The current review provides an overview of the outcomes of post-flap failure strategies in traumatic lower extremity reconstructions. The cumulative failure rate of 10% across all our included studies is slightly lower than often mentioned but echoes the trends across existing literature for lower extremity trauma-free flaps.7,19,20,50 The majority of patients with total flap failures (69%) undergo a second free flap. This review shows that in comparison to the first free flap (90% success rate), the fate of a second free flap is less favorable (82% success rate). The amputation rate across all studies after free flap failure was 12%, including four cases of amputation following a second free flap failure. Amputation rates vary considerably when examining past studies, from 3.4%9 to 22%.51

Importantly, the overall data show that repetition of a free flap is the most popular strategy after the total loss of a free flap. A local non-microsurgical reconstruction may not suffice, making a new free flap the only viable option (save for amputation). For partial flap loss, a split skin graft should be considered, with a high overall success rate (only a single failure reported). Similarly, Lineaweaver and colleagues reported that split skin grafts were most commonly turned to as a post-failure strategy in both breast and head and neck reconstructions.3

Vascular insufficiency is a leading cause of flap failure in traumatic lower extremity-free flap failure throughout time.19,20,52, 53, 54 In this review, venous thrombosis was the most common recorded cause of failure across the studies. Combining this with the cases of arterial and total pedicle thrombosis accounts for the majority of recorded causes in the included studies. In lower extremity trauma, both the artery and the vein may be damaged by the crush of the trauma. Preoperative (CT or real-time) angiography provides important information on the patency of the artery yet lacks sensitivity to find subtle changes to the intima layer. Alternatively, the veins can be studied individually through duplex ultrasound but this is not always possible in an injured leg. Notably, poly-trauma patients reside in a state of hypercoagulability which poses a challenge to microsurgical reconstructions, to begin with.

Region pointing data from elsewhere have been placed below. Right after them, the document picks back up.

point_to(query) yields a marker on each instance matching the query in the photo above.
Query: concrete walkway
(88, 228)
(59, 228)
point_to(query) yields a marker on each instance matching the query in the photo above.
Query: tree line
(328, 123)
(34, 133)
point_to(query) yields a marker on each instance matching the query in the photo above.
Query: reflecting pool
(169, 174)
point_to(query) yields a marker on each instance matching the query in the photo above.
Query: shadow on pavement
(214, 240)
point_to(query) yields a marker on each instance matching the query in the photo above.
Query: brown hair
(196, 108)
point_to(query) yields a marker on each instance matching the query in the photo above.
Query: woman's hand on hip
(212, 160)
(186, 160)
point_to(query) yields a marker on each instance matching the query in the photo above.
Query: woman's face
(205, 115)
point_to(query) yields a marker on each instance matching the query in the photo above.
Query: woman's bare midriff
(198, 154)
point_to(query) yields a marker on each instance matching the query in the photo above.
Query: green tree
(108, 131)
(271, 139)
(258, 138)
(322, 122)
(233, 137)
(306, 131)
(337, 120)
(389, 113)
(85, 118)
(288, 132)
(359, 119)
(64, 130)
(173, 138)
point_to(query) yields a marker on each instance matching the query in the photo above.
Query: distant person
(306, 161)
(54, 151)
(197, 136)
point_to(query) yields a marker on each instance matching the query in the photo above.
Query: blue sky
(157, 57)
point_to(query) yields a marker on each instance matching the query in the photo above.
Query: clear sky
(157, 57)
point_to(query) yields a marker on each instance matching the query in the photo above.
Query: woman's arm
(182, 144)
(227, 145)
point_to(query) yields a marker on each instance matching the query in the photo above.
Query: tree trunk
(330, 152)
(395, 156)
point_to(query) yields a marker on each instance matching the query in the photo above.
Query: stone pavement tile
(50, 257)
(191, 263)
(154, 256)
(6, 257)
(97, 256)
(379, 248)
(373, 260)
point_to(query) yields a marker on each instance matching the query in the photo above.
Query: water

In early work led by the Godina paradigm, a traumatic lower extremity reconstruction was believed to best take place in the acute setting (within 72 hours of injury), after which point the risk of flap failure would become significantly higher until 6 weeks after injury.52,55 Recent studies however have proposed that the outcome of lower extremity reconstructions is not as heavily correlated to the timing of the reconstruction as previously thought, allowing for more leniency in the timing of the reconstruction.50,56, 57, 58, 59 In this review, the majority of the reconstructions were carried out in the subacute and delayed period. Further research is needed to determine if waiting may increase the success rate of subsequent free flaps following the failure of the first free flap reconstruction.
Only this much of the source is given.